C’est toi qui es son disciple ! Nous, nous sommes disciples de Moïse. Nous savons que Dieu

a parlé à Moïse tandis que celui-là, nous ne savons pas d’où il est ! » L’homme leur répondit :

« C’est bien là, en effet, l’étonnant : que vous ne sachiez pas d’où il est, alors qu’il m’a ouvert les yeux!

Dieu, nous le savons, n’exauce pas les pécheurs ; mais si un homme est pieux et fait sa volonté,

Dieu l’exauce. Jamais on n’a entendu dire que quelqu’un ait ouvert les yeux d’un aveugle de

naissance.
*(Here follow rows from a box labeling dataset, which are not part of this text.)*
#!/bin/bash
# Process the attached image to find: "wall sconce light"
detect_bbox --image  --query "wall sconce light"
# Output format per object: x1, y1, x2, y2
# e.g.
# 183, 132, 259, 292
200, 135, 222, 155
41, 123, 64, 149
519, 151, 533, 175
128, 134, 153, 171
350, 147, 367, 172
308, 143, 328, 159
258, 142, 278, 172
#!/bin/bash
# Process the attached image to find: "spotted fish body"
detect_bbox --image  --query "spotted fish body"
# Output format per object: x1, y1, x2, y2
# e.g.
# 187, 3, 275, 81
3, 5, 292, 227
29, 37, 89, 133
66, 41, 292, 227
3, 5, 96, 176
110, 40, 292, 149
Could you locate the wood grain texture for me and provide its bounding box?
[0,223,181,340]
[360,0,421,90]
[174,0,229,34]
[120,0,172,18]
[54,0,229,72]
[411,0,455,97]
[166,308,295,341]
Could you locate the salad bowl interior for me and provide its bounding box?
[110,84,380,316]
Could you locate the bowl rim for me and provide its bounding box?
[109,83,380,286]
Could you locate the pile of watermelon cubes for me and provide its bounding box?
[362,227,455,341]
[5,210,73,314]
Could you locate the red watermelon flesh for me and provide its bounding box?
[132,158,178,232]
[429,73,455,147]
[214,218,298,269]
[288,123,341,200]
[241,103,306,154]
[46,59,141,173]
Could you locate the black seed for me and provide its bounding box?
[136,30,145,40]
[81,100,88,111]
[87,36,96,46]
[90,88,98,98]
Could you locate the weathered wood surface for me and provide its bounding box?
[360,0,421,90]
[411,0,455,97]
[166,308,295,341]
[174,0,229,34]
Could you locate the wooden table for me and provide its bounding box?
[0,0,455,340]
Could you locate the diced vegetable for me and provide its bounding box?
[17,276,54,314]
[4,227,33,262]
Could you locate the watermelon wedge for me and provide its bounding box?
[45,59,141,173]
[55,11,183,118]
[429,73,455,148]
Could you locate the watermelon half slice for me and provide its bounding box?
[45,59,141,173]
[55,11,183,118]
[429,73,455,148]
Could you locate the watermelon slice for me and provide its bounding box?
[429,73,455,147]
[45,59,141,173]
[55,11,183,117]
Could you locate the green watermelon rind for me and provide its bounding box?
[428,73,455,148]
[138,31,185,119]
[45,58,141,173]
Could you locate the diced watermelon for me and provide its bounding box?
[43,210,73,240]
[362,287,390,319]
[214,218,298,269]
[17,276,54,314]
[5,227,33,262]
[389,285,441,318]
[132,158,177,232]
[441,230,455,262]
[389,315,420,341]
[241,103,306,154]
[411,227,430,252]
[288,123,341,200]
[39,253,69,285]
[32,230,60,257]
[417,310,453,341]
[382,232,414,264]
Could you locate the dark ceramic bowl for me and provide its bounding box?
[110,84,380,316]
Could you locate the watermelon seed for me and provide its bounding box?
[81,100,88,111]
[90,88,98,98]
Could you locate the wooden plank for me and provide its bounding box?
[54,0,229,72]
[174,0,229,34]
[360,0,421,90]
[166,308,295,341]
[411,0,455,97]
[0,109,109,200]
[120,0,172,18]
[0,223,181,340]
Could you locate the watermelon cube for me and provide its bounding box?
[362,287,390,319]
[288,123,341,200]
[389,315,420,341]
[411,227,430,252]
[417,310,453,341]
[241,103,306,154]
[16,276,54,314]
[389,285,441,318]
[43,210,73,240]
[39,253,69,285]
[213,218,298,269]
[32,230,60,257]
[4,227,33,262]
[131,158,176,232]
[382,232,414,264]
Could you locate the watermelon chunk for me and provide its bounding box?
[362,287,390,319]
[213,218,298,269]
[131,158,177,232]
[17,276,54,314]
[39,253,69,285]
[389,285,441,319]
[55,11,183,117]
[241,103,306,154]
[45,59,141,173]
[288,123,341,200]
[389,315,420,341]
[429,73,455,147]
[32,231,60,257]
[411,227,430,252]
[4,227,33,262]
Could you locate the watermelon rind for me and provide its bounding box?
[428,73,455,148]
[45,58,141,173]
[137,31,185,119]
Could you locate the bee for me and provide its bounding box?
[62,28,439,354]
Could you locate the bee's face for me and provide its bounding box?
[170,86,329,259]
Si cet homme n’était pas de Dieu, il ne pourrait rien faire. » Ils ripostèrent : « Tu n’es

que péché depuis ta naissance et tu viens nous faire la leçon ! » ; et ils le jetèrent dehors.

Jésus apprit qu’ils l’avaient chassé. Il vint alors le trouver et lui dit : « Crois-tu, toi, au Fils

de l’homme ? » Et lui de répondre : « Qui est-il, Seigneur, pour que je croie en lui? » Jésus lui dit

: « Eh bien ! Tu l’as vu, c’est celui qui te parle. » L’homme dit : «Je crois, Seigneur » et il se

prosterna devant lui. Et Jésus dit alors : « C’est pour un jugement que je suis venu dans le monde,

pour que ceux qui ne voyaient pas voient, et que ceux qui voyaient deviennent aveugles. » Les

Pharisiens qui étaient avec lui entendirent ces paroles et lui dirent : « Est-ce que, par hasard, nous

serions des aveugles, nous aussi ? » Jésus leur répondit : « Si vous étiez des aveugles, vous n’auriez

pas de péché. Mais à présent vous dites “nous voyons” : votre péché demeure.